I thought Fury Beat McDermott quite easily

By Boxing News - 09/12/2009 - Comments

fury453434By Scott Gilfoid: After watching Friday night’s clash between British heavyweights Tyson Fury (8-0, 7 KO’s) and Big John McDermott (25-6, 16 KO’s), I’m in full agreement with referee Terry O’Conner about Fury having won the fight. I had Fury winning eight rounds to two for McDermott. Referee O’Conner had Fury winning 98-92, the exact same as me.

Personally, I could care less which fighter won the fight because I’m no fan of either of them, but I got to tell like it is. Fury won the fight. The fat guy, McDermott, didn’t consistently work hard in every round and it was all he could do to muster up three, sometimes four, good shots per round. You can’t give it to a guy like that when he’s getting his head jabbed nearly off.

While big boy McDermott would be resting in every round, Fury was tagging him with a lot of short hooks with both hands. They weren’t huge shots but in the absence of anything coming back from smothering McDermott, I had to give the rounds to Fury. I could only score the 1st and the 4th rounds to McDermott.

In the other rounds that McDermott did well in, the 8th and 9th rounds, Fury came back in the last minute of the round to steal it away from big boy. That’s not Fury or O’Conner’s fault. It’s all on McDermott. If he wanted to win the rounds, he should have fought hard all the way through them instead of landing some good shots early and then tiring out and basically trying to crowd and smother Fury.

McDermott was beaten to the punch in the last half of every round because he would get tired and just try and rest on Fury’s chest. I don’t blame McDermott for doing that because if I was carrying all that fat I’d be trying to rest all the time to. But you can’t reward a fighter rounds just because he lands three good punches in the first minute of the round, and then does nothing in the last two minutes.

I think for a lot of British boxing fans, they’re blinding by the screams from the pro-McDermott crowd. What they don’t realize, and I don’t blame them for being ignorant, is that this fight took place in McDermott’s neck of the woods in Brentwood, in Essex.

That’s McDermott’s home turf, so if you want to watch the fight, you have to turn down the sound and the drone of those British talking heads. If you listen them crow about how great McDermott looked all fight, it just had to have an effect on you. I could barely understand them through their thick accents, so I turned the volume down not to have to listen to them jabber and froth at the mouth over McDermott.

So what I saw was a fat guy that turned his back on Fury more than a couple of occasions in the last two rounds and ran across the ring. I never seen stuff like that from a professional fighter. Fury was turning the heat up on McDermott and really outworking him, in particular in the last three rounds. Those are the championship rounds, people.

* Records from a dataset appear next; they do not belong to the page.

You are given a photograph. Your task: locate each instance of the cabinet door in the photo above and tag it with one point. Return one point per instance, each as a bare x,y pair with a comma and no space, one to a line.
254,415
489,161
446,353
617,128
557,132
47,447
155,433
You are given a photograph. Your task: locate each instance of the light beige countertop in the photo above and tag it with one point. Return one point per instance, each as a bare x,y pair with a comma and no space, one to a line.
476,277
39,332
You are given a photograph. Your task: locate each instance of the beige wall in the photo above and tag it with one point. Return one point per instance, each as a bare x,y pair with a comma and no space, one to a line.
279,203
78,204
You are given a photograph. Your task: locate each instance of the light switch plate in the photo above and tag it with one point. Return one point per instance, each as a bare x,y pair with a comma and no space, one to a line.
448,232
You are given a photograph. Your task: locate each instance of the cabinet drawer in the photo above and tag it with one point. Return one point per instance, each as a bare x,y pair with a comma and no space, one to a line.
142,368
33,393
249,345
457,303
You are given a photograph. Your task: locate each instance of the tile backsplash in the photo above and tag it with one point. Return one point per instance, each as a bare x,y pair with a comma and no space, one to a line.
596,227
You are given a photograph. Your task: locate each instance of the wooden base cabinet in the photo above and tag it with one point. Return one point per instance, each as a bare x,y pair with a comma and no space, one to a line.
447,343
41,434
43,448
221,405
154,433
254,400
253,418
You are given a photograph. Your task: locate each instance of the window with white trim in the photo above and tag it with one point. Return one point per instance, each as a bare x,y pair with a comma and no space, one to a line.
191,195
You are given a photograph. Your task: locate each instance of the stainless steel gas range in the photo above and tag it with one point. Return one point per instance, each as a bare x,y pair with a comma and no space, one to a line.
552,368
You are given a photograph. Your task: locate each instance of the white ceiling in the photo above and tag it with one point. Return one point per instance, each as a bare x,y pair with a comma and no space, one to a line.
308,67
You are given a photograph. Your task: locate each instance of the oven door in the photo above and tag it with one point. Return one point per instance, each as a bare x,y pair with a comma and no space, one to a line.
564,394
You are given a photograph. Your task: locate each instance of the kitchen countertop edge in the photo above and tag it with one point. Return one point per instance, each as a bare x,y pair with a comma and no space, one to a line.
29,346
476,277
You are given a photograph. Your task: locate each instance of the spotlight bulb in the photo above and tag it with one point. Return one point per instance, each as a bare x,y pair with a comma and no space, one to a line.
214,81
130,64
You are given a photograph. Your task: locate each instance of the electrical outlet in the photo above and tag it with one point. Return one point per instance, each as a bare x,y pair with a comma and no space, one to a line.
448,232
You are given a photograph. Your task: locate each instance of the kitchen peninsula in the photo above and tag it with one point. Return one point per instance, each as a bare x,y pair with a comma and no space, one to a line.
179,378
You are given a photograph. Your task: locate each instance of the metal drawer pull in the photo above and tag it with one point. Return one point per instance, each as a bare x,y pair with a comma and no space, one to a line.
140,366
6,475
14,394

You can’t slack off and think you’re going to win the fight if you’re lazy in the last three. I back O’Conner to the hilt in his decision. He got it right and the rest of you who saw McDermott winning, you need to watch the fight again and turn down the pro-McDermott crowd noise and the nonstop chattering of the talking head announcers and watch for yourself.

McDermott only landed a few good shots every round, usually in the first minute of the round, and was outworked in the last two minutes. He ate a ton of jabs in the fight and smothered his own shots by getting too close to Fury. It looks like Fury will fight him again, although I don’t know why he should.

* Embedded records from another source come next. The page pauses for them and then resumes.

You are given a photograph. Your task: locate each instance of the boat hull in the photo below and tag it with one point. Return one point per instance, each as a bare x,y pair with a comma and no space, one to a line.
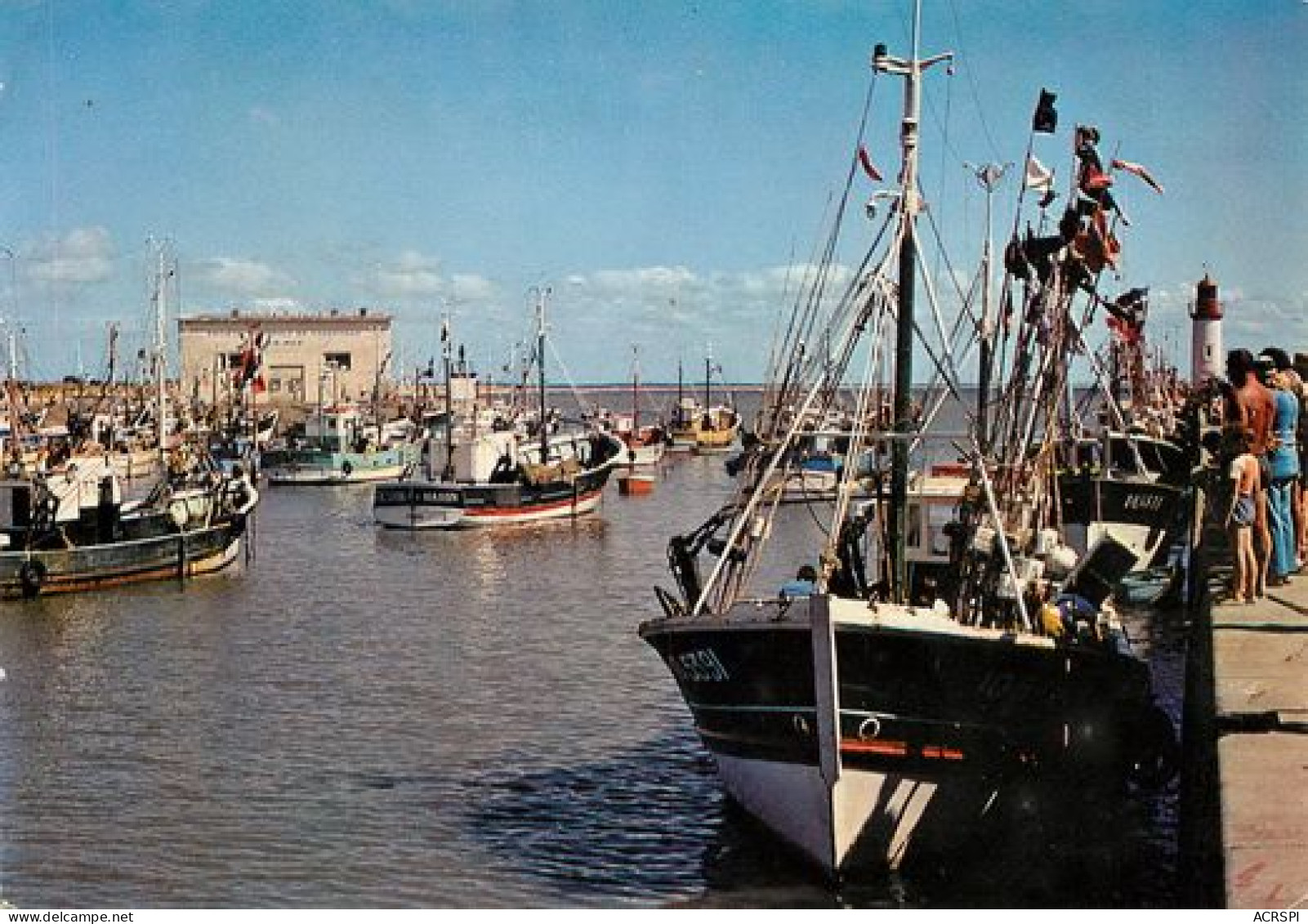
29,574
1138,513
927,725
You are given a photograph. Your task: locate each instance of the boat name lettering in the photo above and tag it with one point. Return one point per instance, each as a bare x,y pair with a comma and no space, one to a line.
1144,502
700,667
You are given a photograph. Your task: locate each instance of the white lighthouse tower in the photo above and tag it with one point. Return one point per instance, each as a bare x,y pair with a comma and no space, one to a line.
1206,358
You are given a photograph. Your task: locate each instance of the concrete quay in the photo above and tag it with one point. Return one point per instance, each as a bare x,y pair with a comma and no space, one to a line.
1244,838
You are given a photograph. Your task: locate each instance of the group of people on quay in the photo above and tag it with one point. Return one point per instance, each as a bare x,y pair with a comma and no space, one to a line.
1265,453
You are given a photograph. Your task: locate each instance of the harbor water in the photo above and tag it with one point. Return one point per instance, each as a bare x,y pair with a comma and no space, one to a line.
367,719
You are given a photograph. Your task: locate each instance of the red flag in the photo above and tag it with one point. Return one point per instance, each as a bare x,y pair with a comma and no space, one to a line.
1140,172
868,167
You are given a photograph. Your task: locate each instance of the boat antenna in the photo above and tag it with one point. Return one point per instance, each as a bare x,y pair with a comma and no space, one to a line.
448,473
909,203
542,293
989,177
163,273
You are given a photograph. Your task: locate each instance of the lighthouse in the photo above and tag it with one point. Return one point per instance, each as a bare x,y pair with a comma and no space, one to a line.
1206,358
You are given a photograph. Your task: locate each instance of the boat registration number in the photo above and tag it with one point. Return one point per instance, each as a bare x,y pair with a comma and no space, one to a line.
700,667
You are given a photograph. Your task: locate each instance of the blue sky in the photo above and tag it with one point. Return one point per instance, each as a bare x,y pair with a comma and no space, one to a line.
657,164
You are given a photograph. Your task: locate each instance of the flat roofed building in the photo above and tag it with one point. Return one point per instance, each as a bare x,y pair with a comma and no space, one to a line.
328,358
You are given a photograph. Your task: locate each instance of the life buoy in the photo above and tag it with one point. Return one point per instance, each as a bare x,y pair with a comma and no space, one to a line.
32,576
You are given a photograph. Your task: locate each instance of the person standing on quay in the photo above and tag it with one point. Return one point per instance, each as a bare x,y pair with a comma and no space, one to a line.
1301,369
1283,467
1239,520
1251,404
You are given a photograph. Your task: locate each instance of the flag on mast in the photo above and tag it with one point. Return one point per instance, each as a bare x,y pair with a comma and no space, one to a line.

Big boy had his chance and he lost and even worse, he lost in front of his home crowd with them screaming their heads off like maniacs. If you can’t win under those circumstances, why should Fury waste time fighting McDermott again? I wouldn’t.

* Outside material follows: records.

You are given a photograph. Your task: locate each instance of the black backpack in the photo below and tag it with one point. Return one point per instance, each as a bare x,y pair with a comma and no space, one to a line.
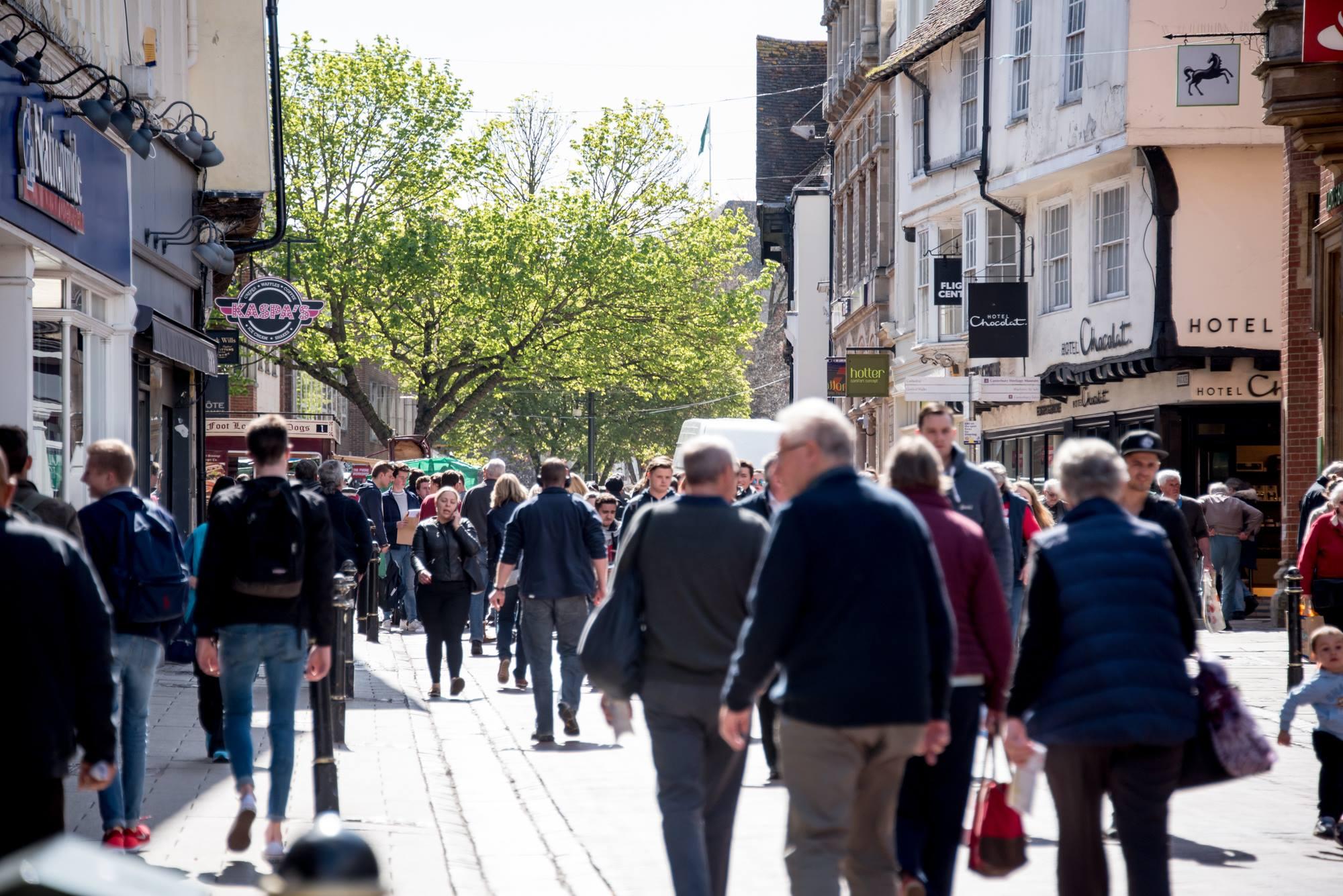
272,561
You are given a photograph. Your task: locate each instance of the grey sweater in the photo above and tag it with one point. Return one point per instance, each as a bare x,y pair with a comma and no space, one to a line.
696,558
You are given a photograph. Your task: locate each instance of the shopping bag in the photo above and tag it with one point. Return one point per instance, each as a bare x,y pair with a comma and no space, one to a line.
997,839
1228,742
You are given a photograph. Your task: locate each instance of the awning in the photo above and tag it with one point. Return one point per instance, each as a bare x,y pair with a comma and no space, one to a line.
946,21
177,342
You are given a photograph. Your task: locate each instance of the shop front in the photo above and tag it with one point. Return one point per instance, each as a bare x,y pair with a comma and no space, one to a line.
226,443
66,307
1216,424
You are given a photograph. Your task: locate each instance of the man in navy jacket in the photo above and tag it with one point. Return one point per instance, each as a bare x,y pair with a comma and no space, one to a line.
845,736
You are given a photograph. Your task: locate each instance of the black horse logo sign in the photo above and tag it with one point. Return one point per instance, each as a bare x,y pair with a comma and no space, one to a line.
1215,70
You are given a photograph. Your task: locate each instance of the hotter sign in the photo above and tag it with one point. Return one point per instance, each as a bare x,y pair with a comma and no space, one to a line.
1322,31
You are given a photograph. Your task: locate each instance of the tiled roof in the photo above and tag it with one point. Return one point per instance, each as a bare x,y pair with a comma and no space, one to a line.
943,23
782,157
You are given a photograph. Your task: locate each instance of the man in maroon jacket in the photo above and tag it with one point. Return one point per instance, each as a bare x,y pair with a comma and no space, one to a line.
933,797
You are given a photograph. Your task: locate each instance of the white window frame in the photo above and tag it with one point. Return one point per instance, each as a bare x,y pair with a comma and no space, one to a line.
970,74
1075,48
1001,271
1102,247
1023,16
919,122
1056,268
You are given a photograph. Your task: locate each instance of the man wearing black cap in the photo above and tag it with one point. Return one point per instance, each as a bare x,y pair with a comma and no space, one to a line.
1144,454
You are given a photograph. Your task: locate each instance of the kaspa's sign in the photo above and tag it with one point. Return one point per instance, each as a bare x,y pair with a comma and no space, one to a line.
271,310
50,175
870,376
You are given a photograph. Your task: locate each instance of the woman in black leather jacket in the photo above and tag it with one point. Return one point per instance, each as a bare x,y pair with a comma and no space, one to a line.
443,553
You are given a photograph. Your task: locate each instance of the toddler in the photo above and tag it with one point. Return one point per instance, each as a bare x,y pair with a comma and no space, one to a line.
1325,693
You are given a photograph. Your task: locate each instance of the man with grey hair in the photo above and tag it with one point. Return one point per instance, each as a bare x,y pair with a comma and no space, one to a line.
1231,521
845,737
1169,483
476,507
694,613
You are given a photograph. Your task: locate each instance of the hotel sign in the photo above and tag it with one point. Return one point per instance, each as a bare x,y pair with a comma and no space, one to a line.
50,172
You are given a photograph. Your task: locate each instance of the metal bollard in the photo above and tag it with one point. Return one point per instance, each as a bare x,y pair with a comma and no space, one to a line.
327,792
1293,597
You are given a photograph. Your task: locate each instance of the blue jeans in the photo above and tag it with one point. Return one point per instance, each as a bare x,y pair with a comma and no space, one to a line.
242,650
135,662
508,613
1227,561
476,616
401,554
566,617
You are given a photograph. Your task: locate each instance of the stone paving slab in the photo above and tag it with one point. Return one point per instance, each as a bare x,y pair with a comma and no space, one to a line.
456,799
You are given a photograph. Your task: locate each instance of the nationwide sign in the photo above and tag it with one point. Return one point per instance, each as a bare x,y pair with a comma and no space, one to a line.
269,310
50,173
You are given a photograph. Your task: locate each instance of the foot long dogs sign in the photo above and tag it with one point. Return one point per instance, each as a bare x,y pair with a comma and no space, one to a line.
1000,321
269,310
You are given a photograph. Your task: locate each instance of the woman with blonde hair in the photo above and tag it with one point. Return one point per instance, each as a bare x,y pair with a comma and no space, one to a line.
933,797
506,498
1037,506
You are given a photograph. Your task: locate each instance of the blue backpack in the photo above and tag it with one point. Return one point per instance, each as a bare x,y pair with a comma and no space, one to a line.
152,576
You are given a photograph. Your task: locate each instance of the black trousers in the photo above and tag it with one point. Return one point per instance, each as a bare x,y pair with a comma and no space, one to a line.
44,815
769,728
1329,750
699,784
210,709
444,608
933,799
1140,781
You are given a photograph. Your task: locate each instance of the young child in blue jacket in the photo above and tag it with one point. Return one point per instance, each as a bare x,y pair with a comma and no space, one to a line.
1325,693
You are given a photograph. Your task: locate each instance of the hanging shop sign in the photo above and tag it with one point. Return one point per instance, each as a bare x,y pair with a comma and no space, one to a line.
837,380
947,278
999,321
50,173
228,341
1208,74
217,396
868,375
269,310
1322,31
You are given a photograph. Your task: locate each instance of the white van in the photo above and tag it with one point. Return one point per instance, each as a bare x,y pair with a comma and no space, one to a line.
751,439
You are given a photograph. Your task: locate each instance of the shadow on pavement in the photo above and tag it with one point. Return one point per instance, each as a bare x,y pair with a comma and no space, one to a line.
237,874
1205,855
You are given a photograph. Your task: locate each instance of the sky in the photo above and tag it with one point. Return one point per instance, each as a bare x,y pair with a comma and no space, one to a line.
694,55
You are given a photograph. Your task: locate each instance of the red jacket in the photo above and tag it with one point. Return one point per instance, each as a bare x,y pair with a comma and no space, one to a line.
984,635
1322,554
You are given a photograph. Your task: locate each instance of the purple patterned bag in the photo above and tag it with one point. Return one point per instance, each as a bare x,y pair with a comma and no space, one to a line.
1230,742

If McDermott wanted to win, maybe he should have lost some weight and been in condition to work hard for the full three minutes of every round like Fury instead of trying to smother and wrestle with him on the inside. Fury said it himself after the fight, “I was the one working. He [McDermott] was trying to maul in close.” I totally agree with Fury. When you’re fighting a wide body like McDermott, of course they’re going to try and smother and maul on the inside.

With that kind of weight that they’re carrying around, they can’t stand and trade for a full three minutes of every round without exhausting themselves. But you don’t give them a victory for landing three good punches per round coupled with a ton of ugly wrestling.

You got to work hard like Fury and what the home crowd feels about it doesn’t matter. Fury won the fight and that’s the way it is and the way it should have been. I got a lot of respect for O’Conner. He got the decision right and you people who think he blew it, should be kissing his backside and apologizing. He’s a class act. Fury did a great job in this fight and I thought he looked excellent. He needs to work on his power a little and keeping the fight at a distance, but besides that, he looked damn good for a 21-year-old fighter with only eight fights.